Lessons Learned: The upsides of the downturn
By GENE KELLY/Personal Finance
“A bird doesn’t sing because it has an answer; it sings because it has a song.” — Quoted by Maya AngelouAll investments are a vote of confidence in the future. My last column touched on a similar idea: You plant crocus bulbs four inches deep in autumn, in anticipation they will root, store energy and reward you with blossoms when the soil warms early in spring.
In the midst of the Wall Street tempest, it is difficult to think about your portfolio in this context. Yet, unless you’ll need a large chunk of your savings next week, next month or next year, agonizing over recent financial statements is not a proactive approach to life.
My inclination, when a storm threatens, is to find shelter and think brave thoughts.
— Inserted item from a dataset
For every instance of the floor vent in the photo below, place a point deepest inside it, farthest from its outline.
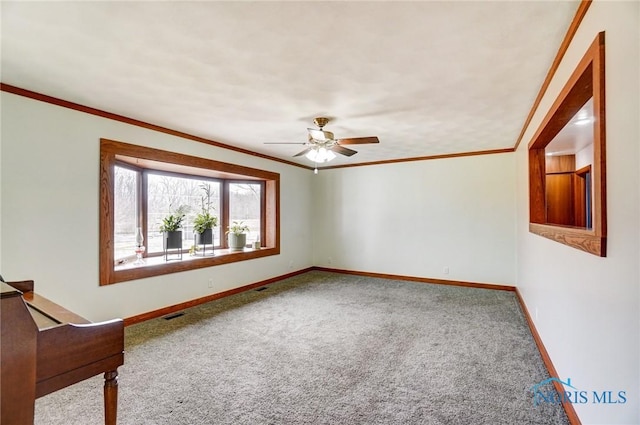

When everyone is passing around pessimism, take a deep breath and hold on.
Most of us are feeling less “rich” than last week, last month and especially one year ago. If you’re primarily invested in stocks, it’s been unnerving to watch them shrink in value.
However, my strategy has been to buy on the way down, either by putting new money each month into mutual funds or by reinvesting dividends. History teaches us that even during the Great Depression those who held on to stocks, rather than fleeing to cash or Treasury bills, achieved the best long-term investment results.
While waiting for an eventual equity market rebound, you might consider some ideas that represent the upside of the downturn.
n Blue-chip blues: Big stocks will bounce back. The large companies that dominate the Standard & Poor’s 500 index and the 30-stock Dow Jones Industrial Average are so beaten up that their share prices relative to earnings (P/E ratios) have rarely been lower, says Jeremy Siegel, well-known business school professor at the Wharton School, University of Pennsylvania. The price/earnings ratio is a key measure of stock valuations.
In fact, equities haven’t been this cheap, based on price-to-earnings, since August, 1981, just before market sentiment shifted from negativity to optimism, which triggered a multi-year bull market.
As a result, you would take much less risk buying U.S. large-caps now — priced at 21 times earnings, or less — than if you had bought them at 29 times earnings in 1998, before the tech-stock bubble started losing a massive amount of hot air.
n Looking for yield and principal protection: Even those searching for safe-harbor investments have encountered the perfect financial storm: Interest rates paid by banks or credit unions on CDS and savings accounts have drooped. Out-of-favor companies have trimmed their stock dividends. Investors’ flight to safety has forced Treasury yields down to extremely low levels.
When credit markets froze up, municipalities postponed bond offerings. But the current upheaval in the tax-exempt muni bond market has largely been a liquidity crisis, not a credit-quality crisis. In other words, muni bonds aren’t defaulting.
Recent dislocations in the credit market have produced an odd situation: Many muni bonds now yield more than Treasurys of similar duration. This almost never happens. Since municipal bonds are tax exempt, they usually yield less than comparable Treasurys or taxable bonds.
The bond bottom line: You can find munis yielding 5 percent to 6 percent. For online research, there’s a comprehensive list of available bonds at municipalbonds.com. The Morningstar.com bond calculator can be used to determine a bond’s tax-equivalent yield. Be skeptical of too-good-to-be-real yields.
n Expect a much lower capital-gains tax bill on battered funds: Even when the stock market plummets, you can be hit with an unexpected tax bill if a mutual fund you own makes a substantial year-end capital-gains distributions.
This year, the news about these payouts is mostly good: Based on preliminary 2008 estimates, the number of funds making payouts, as well as the dollar amounts, are expected to be much less than a year ago, when distributions were a record $415 billion.
Payouts generally are taxable for shareholders of taxable accounts. Distributions within a 401(k) or similar tax-sheltered retirement account are reinvested to buy additional shares.
Here’s a red flag for investors who are tempted to get back into the market: Contact the fund or look on its website to see if the portfolio manager is planning a taxable capital-gains payout, the estimated amount, and the distribution dates. Stepping into a stock fund before the qualifying dates could leave you with a hefty tax bill — one that can be sidestepped.